I’m not getting older; I’m getting better and wiser
Each year, the week before Christmas, my family and I take a little time to celebrate my birthday. When I was a child, this meant I got cake and ice cream and a small gift since Christmas was only a week away.
Other family members often got me two-for-one presents, which is understandable, but looking back I had rather gotten nothing more than a happy birthday on the day that marked my birth and a present when everyone else got their Christmas presents.
As I’ve gotten older, I’ve realized that the gifts in our lives cannot be bought or sold. The richest people in the world are often very lonely people. Without people to enjoy your life with, money means absolutely nothing. I’d be a very lonely person if I had to sit in my house all alone. I didn’t used to think I would, but I would be very lonely without my family.
I am thankful God gave me the good sense to realize I needed a family of my own in addition to a career in order to be a happy.
As of yesterday, I am 35 years old and I’ve got a full life. That is such a blessing. I never thought I’d be this old. Growing up, I could never picture myself older than 29. Funny, my grandmother never could picture me grown either until I was. When I was pregnant with Jordan, she said, “Liss, I never thought I’d life long enough to see you have a baby.” She saw me give birth to two beautiful boys.
Now that I’m in middle of my thirties, I think it’s time I share with you my philosophy of aging.
See, the twenties are really like your teen years. We make so many mistakes. We fall down, and get back up again. In our thirties, we are little older, and a little wiser. We still have mistakes, but we are more cautious with our decisions and we cherish our lives more each day. Truly I didn’t really begin to truly live until I hit my thirties.
Our forties are the time when we start to reap the rewards of our hard work and labor, whatever those rewards may be. My older sons will be grown by the time I am 45, and Gavin will be a preteen at that time. I will probably become a grandmother in my forties.
By the time we enter into our fifties, it’s really time to enjoy life. Our children are grown and most likely we have grandchildren to enjoy. I plan to enjoy mine. I want to spoil mine and send them home. I want to be a mesh between my mom and my mother-in-law. I want my children to raise their children with my input only when asked. My mom is like that. I want to buy them toys and spoil them rotten, but not to the point they don’t appreciate the things they have.

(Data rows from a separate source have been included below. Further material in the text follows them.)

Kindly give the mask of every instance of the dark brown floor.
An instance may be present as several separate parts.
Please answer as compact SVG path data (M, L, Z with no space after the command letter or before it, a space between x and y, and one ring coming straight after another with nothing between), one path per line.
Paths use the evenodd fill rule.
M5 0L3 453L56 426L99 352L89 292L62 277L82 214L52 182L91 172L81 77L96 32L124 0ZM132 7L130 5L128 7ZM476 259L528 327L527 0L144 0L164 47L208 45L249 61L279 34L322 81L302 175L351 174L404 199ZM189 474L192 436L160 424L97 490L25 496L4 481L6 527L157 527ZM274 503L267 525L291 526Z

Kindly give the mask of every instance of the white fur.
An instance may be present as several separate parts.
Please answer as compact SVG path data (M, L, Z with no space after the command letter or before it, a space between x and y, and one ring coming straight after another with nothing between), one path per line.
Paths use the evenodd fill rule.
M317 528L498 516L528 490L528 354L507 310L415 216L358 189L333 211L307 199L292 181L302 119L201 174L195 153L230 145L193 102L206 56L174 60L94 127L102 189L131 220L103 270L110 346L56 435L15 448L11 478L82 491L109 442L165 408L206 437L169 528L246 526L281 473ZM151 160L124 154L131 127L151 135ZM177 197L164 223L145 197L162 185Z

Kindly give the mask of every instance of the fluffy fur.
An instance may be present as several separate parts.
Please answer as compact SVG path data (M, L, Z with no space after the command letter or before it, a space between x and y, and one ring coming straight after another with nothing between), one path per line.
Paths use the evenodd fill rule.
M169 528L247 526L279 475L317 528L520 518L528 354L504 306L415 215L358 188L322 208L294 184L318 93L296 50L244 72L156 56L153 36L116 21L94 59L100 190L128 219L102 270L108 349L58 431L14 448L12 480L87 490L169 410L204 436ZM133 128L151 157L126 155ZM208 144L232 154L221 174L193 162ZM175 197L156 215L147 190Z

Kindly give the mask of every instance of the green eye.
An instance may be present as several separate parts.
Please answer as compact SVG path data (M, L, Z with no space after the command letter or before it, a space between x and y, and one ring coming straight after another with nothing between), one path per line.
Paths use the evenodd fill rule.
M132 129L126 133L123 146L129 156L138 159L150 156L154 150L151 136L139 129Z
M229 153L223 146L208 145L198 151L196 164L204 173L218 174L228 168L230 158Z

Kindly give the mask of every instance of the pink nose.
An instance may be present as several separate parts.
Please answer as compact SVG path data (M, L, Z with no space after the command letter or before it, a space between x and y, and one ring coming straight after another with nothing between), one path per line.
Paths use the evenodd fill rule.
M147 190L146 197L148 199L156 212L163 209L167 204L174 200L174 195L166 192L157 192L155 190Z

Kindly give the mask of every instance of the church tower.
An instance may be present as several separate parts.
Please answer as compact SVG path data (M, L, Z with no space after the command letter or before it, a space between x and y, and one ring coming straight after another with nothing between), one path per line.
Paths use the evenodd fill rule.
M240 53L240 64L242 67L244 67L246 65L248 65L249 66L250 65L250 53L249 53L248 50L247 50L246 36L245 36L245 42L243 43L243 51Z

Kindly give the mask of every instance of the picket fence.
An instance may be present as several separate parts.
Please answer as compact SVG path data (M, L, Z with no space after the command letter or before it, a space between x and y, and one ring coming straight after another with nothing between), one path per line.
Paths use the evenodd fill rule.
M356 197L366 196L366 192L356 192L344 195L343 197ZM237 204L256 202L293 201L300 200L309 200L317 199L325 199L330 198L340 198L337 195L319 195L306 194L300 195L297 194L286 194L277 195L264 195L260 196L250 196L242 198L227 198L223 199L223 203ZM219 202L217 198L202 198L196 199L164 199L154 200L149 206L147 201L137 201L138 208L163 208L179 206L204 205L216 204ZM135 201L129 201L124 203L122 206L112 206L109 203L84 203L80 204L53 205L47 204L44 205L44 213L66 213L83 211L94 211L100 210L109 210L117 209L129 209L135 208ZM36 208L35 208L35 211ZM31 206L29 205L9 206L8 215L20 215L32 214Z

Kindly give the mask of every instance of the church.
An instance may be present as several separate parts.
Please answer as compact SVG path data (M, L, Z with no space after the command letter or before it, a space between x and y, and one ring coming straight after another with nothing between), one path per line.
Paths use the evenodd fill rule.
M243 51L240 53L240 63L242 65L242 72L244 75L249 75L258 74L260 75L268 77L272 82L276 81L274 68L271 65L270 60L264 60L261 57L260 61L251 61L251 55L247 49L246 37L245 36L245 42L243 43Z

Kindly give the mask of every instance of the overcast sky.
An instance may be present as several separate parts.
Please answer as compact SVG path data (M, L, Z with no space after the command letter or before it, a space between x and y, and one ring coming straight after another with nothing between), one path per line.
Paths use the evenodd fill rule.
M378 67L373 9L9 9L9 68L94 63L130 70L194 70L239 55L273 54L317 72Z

I think when I have grandchildren, I’ll spoil them with things like trips to get ice cream sundaes, and the occasional new dress for church if God gives me a granddaughter.
I want to babysit my grandchildren when needed, but also travel and see the things I never could because I had my children very young.
Until then, I’ll be happy with what I have: kisses from my preschooler; and the ‘love you’s’ from my older boys. Yes if I had not had a family, I would not have all these wonderful things to look forward to in the future. And, if I never have grandchildren? Well, I’m sure Robert might at some point. I can be the coolest Great Aunt Melissa on the planet even in my fifties.